Hatırlatma:
Gemma dokunsam ağlayacakmış gibi duruyordu ama malesef onu teselli edebileceğimi sanmıyordum. Çünkü donup kalmıştım, bedenime aşırı kırılmış kalbim hükmetmediyordu ve bu yüzden gözlerimden yaşlar dökülmeye başlamıştı. Hıçkırmıyordum, sarsılmıyordum, sadece öylece boşluğa bakıp gözlerimden o hain damlaların inişini kolaylaştırıyordum. Böyle ağlamam oldukça korkunç bir görüntü olmalıydı.
"Ben... Ben yüzümü yıkayıp gelicem" dedim sesim çatlayarak. Tökezleyerek büyük evdeki banyoya ulaştım. Aynanın karşısına geçtim ve resmen haykırmaya başladım. Yaklaşık yirmi dakika sonra aşağıya inebildim. Salona girdiğim gibi donup kaldım.
Gemma'nın ağzı bir karış açıktı ve kumandayı yere düşürmüştü. Televizyona bakıyordu. Vee... Şey, ımm televizyonda ben vardım.

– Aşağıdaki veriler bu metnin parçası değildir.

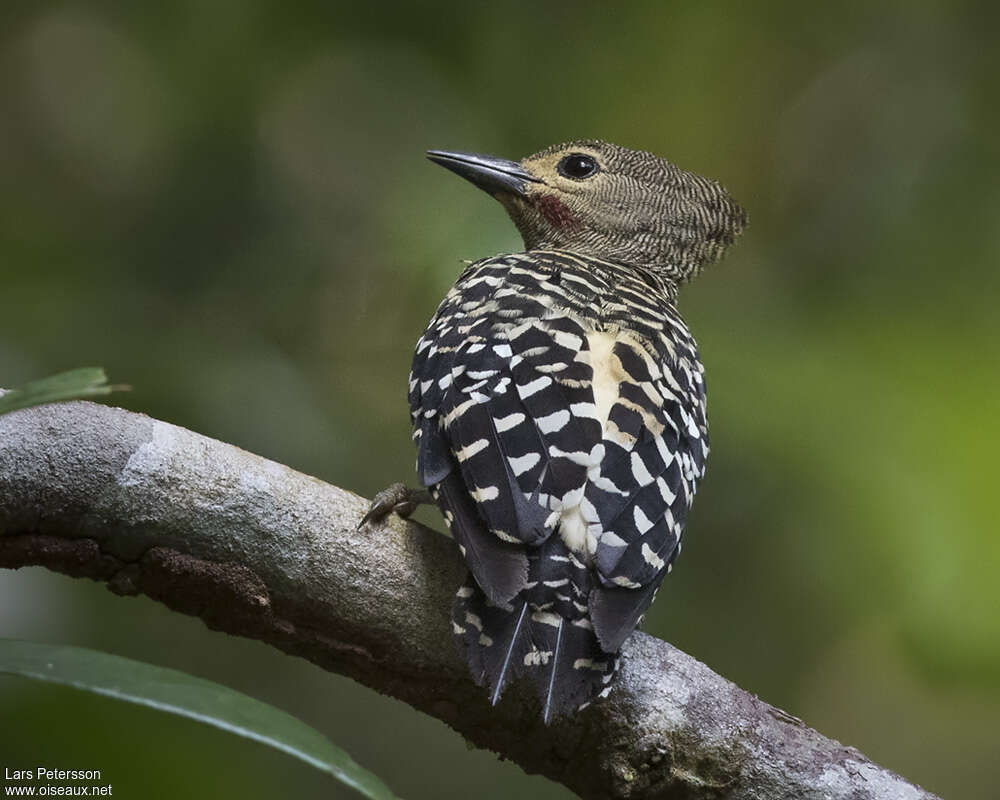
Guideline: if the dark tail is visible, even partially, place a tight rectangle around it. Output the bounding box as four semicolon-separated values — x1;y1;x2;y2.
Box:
452;576;618;724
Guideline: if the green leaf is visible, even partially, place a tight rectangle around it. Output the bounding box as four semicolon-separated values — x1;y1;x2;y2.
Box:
0;367;128;414
0;639;394;800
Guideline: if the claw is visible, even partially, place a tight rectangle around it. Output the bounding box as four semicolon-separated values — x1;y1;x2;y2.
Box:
358;483;431;530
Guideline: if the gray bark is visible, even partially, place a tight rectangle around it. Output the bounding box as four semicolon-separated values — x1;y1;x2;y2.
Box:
0;403;933;800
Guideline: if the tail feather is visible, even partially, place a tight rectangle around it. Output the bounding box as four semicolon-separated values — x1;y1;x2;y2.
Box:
453;575;618;724
487;600;528;705
542;619;566;725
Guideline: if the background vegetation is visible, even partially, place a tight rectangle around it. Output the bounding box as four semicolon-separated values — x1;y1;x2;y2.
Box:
0;0;1000;798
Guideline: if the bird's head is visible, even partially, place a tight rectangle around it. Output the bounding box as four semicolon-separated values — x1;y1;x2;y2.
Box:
428;140;746;283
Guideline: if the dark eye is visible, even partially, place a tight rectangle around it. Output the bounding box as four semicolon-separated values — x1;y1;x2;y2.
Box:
556;153;598;181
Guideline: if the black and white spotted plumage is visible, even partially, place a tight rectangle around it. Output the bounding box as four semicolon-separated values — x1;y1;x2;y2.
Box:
409;250;708;719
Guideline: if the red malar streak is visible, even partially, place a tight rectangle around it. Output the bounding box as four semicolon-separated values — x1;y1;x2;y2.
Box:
538;194;577;228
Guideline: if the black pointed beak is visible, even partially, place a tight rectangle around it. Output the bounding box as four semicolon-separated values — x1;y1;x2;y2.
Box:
427;150;541;197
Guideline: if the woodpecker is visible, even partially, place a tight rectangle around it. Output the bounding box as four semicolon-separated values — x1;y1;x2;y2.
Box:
362;140;746;724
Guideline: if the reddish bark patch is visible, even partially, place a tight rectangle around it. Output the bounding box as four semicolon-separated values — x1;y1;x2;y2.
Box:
538;194;579;228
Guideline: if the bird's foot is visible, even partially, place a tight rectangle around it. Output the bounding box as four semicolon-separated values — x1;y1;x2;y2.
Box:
358;483;434;530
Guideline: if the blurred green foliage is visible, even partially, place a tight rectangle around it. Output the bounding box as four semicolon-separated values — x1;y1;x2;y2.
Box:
0;0;1000;798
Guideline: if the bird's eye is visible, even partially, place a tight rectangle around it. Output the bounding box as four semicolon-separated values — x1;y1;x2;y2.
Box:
556;153;598;181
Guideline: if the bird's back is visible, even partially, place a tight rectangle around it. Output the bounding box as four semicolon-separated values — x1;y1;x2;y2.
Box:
409;250;708;718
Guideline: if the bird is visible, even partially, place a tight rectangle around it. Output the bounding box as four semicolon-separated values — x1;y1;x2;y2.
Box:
362;139;747;724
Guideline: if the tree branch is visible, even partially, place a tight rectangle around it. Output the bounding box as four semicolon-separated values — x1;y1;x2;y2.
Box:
0;403;933;800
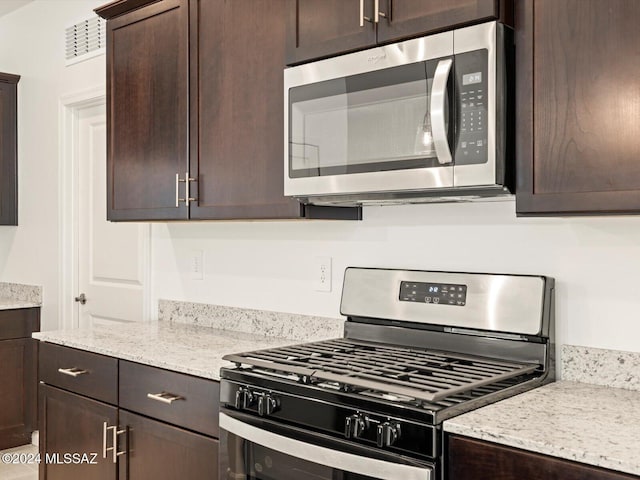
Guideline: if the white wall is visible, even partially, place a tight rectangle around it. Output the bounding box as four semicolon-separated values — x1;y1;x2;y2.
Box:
0;0;106;329
152;201;640;351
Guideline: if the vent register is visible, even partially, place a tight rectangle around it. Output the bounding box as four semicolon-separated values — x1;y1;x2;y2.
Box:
65;16;107;65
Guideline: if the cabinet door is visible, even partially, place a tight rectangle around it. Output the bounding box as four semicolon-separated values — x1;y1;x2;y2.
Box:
40;384;118;480
286;0;376;65
120;410;218;480
0;338;37;450
107;0;189;220
190;0;302;219
516;0;640;215
447;436;638;480
378;0;512;43
0;73;20;225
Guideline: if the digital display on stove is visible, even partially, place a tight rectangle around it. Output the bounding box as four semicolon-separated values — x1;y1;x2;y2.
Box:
400;282;467;307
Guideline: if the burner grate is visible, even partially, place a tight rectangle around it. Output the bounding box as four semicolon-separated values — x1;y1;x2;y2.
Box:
224;339;538;403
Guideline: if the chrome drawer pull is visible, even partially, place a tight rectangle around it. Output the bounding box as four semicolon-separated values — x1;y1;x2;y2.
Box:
58;367;89;377
147;392;184;405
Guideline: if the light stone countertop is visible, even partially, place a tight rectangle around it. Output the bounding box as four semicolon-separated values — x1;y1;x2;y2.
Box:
444;381;640;475
33;322;316;380
0;297;40;310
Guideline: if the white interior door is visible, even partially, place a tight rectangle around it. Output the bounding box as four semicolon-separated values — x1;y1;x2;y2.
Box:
74;104;150;327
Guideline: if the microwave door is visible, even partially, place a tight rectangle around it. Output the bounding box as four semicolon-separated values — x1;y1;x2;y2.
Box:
287;57;455;196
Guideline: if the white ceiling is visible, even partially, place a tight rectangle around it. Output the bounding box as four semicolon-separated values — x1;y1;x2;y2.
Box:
0;0;33;17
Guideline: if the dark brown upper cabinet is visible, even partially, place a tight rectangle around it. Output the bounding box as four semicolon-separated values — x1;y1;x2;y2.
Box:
516;0;640;215
96;0;360;221
0;73;20;225
287;0;513;65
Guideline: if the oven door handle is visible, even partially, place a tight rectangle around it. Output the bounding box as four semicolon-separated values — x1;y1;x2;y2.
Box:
429;58;453;165
220;412;435;480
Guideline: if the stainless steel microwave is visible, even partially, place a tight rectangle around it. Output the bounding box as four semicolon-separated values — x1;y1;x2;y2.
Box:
284;22;513;205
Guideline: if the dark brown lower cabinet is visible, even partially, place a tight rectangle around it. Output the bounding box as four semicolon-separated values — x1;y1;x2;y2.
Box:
120;410;218;480
0;308;40;450
40;343;220;480
40;384;118;480
447;436;638;480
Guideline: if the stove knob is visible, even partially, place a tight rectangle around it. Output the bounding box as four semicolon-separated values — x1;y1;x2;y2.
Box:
235;387;254;410
258;393;278;417
344;413;369;438
377;422;400;448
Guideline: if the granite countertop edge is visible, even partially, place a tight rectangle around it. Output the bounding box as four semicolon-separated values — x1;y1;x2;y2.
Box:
32;322;312;380
443;381;640;475
0;298;42;310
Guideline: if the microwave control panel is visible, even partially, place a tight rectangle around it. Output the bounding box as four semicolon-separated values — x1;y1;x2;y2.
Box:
456;50;489;165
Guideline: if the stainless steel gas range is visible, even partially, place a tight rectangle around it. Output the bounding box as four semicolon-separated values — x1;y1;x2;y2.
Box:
220;268;554;480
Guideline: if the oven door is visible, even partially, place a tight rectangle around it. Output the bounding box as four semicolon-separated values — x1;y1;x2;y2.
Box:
220;410;435;480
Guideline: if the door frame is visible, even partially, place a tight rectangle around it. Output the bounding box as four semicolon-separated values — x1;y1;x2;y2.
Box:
58;85;152;329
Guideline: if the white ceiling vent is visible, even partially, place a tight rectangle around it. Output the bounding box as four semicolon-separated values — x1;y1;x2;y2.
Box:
65;16;107;66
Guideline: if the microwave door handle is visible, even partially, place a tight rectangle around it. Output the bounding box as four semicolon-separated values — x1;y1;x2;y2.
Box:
220;412;435;480
429;58;453;165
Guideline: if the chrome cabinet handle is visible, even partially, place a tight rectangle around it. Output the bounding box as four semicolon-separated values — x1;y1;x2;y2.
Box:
147;392;184;405
430;58;453;165
176;172;197;208
102;422;127;463
176;173;180;208
360;0;378;27
58;367;89;378
376;0;393;23
102;422;109;458
184;172;197;207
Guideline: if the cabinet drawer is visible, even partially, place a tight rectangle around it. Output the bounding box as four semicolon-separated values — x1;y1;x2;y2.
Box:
119;361;220;437
0;308;40;340
39;342;118;405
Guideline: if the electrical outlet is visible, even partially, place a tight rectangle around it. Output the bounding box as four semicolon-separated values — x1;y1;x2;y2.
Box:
189;250;204;280
315;257;331;292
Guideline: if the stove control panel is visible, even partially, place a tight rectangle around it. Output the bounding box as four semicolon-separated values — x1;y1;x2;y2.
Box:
220;376;440;461
376;422;400;448
234;387;280;417
344;413;369;438
400;282;467;307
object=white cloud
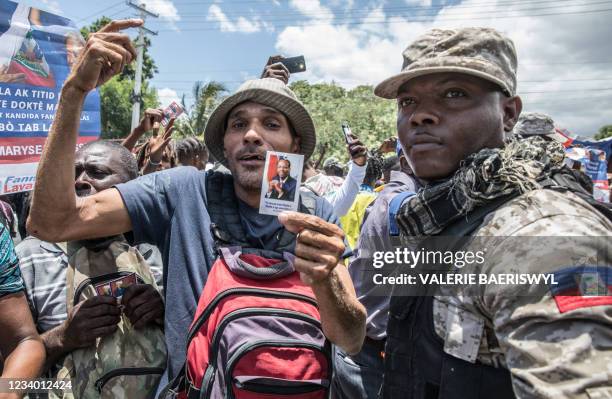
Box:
[146,0,181,22]
[276,0,612,135]
[289,0,334,20]
[41,0,63,15]
[157,87,181,108]
[206,4,264,33]
[406,0,433,7]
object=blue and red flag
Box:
[550,266,612,313]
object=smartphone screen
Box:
[279,55,306,74]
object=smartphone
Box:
[278,55,306,73]
[162,101,184,127]
[342,122,353,144]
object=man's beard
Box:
[227,160,263,192]
[230,169,263,192]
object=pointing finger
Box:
[98,19,144,32]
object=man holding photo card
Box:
[267,158,297,201]
[28,20,365,384]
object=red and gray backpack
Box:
[169,171,332,399]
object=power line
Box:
[172,0,601,18]
[154,8,612,32]
[74,0,124,23]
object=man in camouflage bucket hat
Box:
[28,20,365,383]
[372,28,612,399]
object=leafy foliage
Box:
[81,17,159,139]
[290,80,397,161]
[81,17,158,82]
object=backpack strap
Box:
[205,166,249,249]
[540,166,612,221]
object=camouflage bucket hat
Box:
[374,28,517,99]
[204,78,317,166]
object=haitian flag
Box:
[0,0,100,195]
[550,266,612,313]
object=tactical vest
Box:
[383,168,612,399]
[206,166,316,259]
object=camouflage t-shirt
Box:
[434,190,612,399]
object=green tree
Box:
[291,80,397,161]
[81,17,158,82]
[100,76,159,139]
[595,125,612,140]
[175,81,227,138]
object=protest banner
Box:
[0,0,100,195]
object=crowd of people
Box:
[0,20,612,399]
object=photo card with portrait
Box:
[259,151,304,216]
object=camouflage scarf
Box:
[397,136,565,237]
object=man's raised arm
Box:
[27,19,142,242]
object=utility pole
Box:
[127,0,159,134]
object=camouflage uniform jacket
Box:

"Prenses Dawson bu gün Alman basınından bir dergiye verdiği ropörtajda tekrar Londra'ya döneceğini ve okuluna burada başlayacağını belirtmişti. Yaklaşık bir saat önce ise Heathrow Havalimanından çıkarken görüntülendi! Zaten neredeyse dünyanın yarısını gezen Abigail Dawson'ın böyle ani bir şekilde Londra'ya dönmesinin nedeni ne? Gerçekten eğitimi mi? Yoksa Michael Jamie -büyük kardeş- Dawson'ın izinden gidip Dawson Krallığının İngiltere'deki lideri mi olacak? Sizin için bunları araştıracağız!"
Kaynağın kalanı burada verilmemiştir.